The portrait – capturing the depth of a father’s love while confronting the fragility of life – was painted as Richardson watched his brother-in-law Wayne Biggs (my late husband and the father of our two children) dying of cancer. Richardson, 43, travelled with his wife, Gepke Schouten, for the exhibition opening at the National Portrait Gallery in London, where the painting remained on display with other award finalists for several months.
“Watching Wayne dying, and trying to live to have more time with his boys, was gut-wrenching,” he says. “Painting Mila, who had a special relationship with her uncle, was my way of ordering the grief.”
“Mila” was part of his show, Southern Gothic, at Milford Galleries in Dunedin which finished earlier this month. It was his first exhibition in New Zealand for almost a decade. He also exhibited four other paintings, alongside works by other artists including Jeffrey Harris and Grahame Sydney.
“It takes time to learn what you want to do and how to do it,” Richardson says, as he adds several drops of water to his yolk. “I’m still learning about the sort of artist I want to be.”
Over the years, Richardson has won numerous accolades, including the Canadian Elizabeth Greenshields Award (three times) and the Mainland Award in 2003. He was a finalist in both the Adam Portraiture Awards in 2004 and the Visa Gold Awards in 1998. He’s painted many notable New Zealanders, including poet Hōne Tūwhare, former All Blacks captain Anton Oliver, former Dunedin Mayor Peter Chin for his official civic portrait and, more recently, a commissioned portrait of 1987 World Cup All Blacks captain David Kirk and his wife.
Richardson only recently began using tempera, a medium where pigments are dispersed in an emulsion – typically egg yolk – that can be fully combined with water.

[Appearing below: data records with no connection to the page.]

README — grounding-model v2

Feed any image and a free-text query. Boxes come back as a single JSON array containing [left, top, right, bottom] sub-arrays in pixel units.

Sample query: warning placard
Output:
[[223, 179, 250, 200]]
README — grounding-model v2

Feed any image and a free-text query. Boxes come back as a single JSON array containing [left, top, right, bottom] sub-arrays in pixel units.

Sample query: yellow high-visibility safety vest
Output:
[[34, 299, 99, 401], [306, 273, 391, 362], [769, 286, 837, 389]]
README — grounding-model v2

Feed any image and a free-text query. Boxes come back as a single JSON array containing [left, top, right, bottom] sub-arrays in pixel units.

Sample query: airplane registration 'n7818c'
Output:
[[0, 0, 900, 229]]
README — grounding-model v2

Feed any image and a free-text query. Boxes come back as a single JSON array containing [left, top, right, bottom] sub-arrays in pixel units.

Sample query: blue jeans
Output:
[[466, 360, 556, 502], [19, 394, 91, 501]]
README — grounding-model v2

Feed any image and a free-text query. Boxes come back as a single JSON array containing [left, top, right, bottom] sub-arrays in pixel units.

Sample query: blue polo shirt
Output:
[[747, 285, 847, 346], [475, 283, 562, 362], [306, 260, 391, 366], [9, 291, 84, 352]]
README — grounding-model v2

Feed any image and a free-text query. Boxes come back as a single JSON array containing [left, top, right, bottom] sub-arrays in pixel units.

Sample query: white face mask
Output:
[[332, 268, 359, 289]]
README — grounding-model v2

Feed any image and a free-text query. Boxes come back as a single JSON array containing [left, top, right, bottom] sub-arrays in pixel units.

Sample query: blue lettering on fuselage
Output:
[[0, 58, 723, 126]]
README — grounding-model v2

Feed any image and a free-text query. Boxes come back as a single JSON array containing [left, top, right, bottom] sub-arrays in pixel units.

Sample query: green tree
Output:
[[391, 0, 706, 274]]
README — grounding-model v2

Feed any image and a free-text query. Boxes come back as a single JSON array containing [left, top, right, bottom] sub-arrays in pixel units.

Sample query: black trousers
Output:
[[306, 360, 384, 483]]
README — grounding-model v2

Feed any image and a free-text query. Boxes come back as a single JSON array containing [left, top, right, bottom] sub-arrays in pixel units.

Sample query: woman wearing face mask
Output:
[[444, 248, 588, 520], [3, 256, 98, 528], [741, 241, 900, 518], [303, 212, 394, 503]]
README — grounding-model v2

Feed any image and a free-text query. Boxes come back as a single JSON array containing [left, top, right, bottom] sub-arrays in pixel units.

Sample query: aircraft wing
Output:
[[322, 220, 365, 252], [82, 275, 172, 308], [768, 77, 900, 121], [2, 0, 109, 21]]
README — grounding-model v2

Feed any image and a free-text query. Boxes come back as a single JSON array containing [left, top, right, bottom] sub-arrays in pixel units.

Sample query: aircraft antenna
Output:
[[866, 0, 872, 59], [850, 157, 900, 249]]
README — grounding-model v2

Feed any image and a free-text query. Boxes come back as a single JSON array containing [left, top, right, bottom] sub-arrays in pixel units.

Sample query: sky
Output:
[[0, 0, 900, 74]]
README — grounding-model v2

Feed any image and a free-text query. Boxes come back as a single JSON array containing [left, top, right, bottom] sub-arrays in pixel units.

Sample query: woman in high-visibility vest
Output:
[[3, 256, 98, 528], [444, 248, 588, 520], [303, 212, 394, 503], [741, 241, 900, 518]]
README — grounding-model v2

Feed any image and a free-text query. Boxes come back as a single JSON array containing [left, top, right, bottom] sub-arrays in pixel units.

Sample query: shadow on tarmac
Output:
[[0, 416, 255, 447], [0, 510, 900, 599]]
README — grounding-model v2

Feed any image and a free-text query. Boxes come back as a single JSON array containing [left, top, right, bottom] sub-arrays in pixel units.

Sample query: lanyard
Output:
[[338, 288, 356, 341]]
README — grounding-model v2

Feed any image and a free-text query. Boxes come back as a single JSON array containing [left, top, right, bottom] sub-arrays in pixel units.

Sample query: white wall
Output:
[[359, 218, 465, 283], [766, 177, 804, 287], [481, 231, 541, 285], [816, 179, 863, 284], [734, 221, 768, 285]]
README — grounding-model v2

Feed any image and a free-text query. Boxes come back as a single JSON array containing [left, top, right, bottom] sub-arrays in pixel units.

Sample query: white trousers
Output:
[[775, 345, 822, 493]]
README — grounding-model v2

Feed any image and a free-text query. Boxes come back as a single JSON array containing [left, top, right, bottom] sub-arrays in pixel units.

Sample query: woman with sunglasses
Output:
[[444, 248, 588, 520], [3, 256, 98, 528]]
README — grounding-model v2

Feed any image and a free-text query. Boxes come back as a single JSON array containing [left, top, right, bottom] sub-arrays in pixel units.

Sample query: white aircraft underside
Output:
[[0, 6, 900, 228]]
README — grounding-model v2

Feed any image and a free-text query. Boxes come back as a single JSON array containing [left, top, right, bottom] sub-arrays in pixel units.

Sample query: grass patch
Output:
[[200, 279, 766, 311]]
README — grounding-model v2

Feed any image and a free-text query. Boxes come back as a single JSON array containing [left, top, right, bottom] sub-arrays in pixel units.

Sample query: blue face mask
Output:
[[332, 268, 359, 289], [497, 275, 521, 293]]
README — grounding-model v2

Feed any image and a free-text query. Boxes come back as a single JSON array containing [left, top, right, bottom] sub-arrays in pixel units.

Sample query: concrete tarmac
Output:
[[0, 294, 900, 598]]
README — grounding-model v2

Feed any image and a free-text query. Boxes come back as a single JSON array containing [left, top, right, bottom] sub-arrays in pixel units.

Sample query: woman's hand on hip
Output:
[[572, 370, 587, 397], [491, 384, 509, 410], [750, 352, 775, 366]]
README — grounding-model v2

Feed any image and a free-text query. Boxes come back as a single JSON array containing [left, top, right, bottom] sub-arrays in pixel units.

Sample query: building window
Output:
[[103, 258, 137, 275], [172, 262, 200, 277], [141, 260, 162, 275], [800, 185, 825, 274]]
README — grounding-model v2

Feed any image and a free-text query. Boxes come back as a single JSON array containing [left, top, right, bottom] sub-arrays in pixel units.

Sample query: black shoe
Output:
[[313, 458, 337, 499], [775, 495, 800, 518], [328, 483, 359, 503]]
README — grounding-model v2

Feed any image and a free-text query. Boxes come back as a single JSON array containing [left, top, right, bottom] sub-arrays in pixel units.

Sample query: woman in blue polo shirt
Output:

The method was popular in Europe between the 12th and 15th centuries, then was returned to favour by American painter Andrew Wyeth in the mid-1900s, but isn’t commonly used by contemporary artists. “I love the level of detail and richness of colour you can achieve with tempera,” Richardson says. “It’s a slow medium and very pure, mixing the paint as I work.
“In today’s world, painting is in an interesting position. There’s so much visual media competing for your attention, telling you what to think. Painting requires you to go out and seek the original.
“No one’s there to tell you how long to stand in front of a painting or what to think. It’s up to you.”